Anatoly Dobrynin an advance copy of the speech announcing SDI. Reagan instructed Secretary of State Shultz to give Soviet Ambassador to the U.S.

“I call upon the scientific community in our country, those who gave us nuclear weapons, to turn their great talents now to the cause of mankind and world peace, to give us the means of rendering these nuclear weapons impotent and obsolete.” retaliation to deter a Soviet attack, that we could intercept and destroy strategic ballistic missiles before they reached our own soil or that of our allies?” he said.
#Wyoming nuclear silo scare free#
“What if free people could live secure in the knowledge that their security did not rest upon the threat of instant U.S. On March 23, 1983, President Reagan announced the SDI program in a television address broadcast nationally. An anti-ballistic missile system-one which would give the United States complete protection from the Soviet Union-was the natural next step. Three weeks before the announcement of SDI, Reagan gave his famous “evil empire” speech, which branded the Soviet Union as the unequivocal enemy of the United States. In early 1981, he signed National Security Decision Directive (NSDD) 12, which included the creation of a “vigorous research and development program on ballistic missile defense systems.” Reagan also adopted tough anti-Soviet rhetoric and policy, a stark contrast to the decade of détente which preceded him.

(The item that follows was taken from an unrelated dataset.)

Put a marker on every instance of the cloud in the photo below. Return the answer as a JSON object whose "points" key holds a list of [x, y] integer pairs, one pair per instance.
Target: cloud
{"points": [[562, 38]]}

“There must be something better than this,” replied a shocked Reagan (Shultz 262).Īfter his election in 1980, President Reagan demonstrated a continued interest in anti-ballistic missile technology from the early stages of his administration. A missile could be tracked, but there was nothing they could do to stop it from reaching its target. During his tour of the complex, Reagan-impressed with the extensive fortifications-asked General James Hill what would happen if a Soviet nuclear missile hit within the vicinity of the mountain. The NORAD headquarters are located deep inside the Cheyenne Mountain Complex, a military bunker near Colorado Springs. The need for an effective anti-ballistic missile system grew considerably in Reagan’s eyes after he visited the headquarters of the North American Aerospace Defense Command (NORAD) in 1979. This account was also confirmed by Teller, who wrote, “Fifteen years later, I discovered that had been very interested in those ideas” (Teller 509). According to George Shultz, the Secretary of State during Reagan’s presidency, the meeting with Teller was “the first gleam in Ronald Reagan’s eye of what later became the Strategic Defense Initiative” (Shultz 261). Teller argued that DEWs could potentially defend against a nuclear attack, characterizing them as the “third generation of nuclear weapons” after fission and thermonuclear weapons, respectively (Rhodes 179). Reagan reportedly was very taken by Teller’s briefing on directed-energy weapons (DEWs), such as lasers and microwaves. Reagan’s interest in anti-ballistic missile technology dated back to 1967 when, as governor of California, he paid a visit to physicist Edward Teller at the Lawrence Livermore National Laboratory. Otherwise known as “Star Wars,” SDI sought to create a space-based shield that would render nuclear missiles obsolete. During the 1980s, President Ronald Reagan initiated the Strategic Defense Initiative (SDI), an anti-ballistic missile program that was designed to shoot down nuclear missiles in space.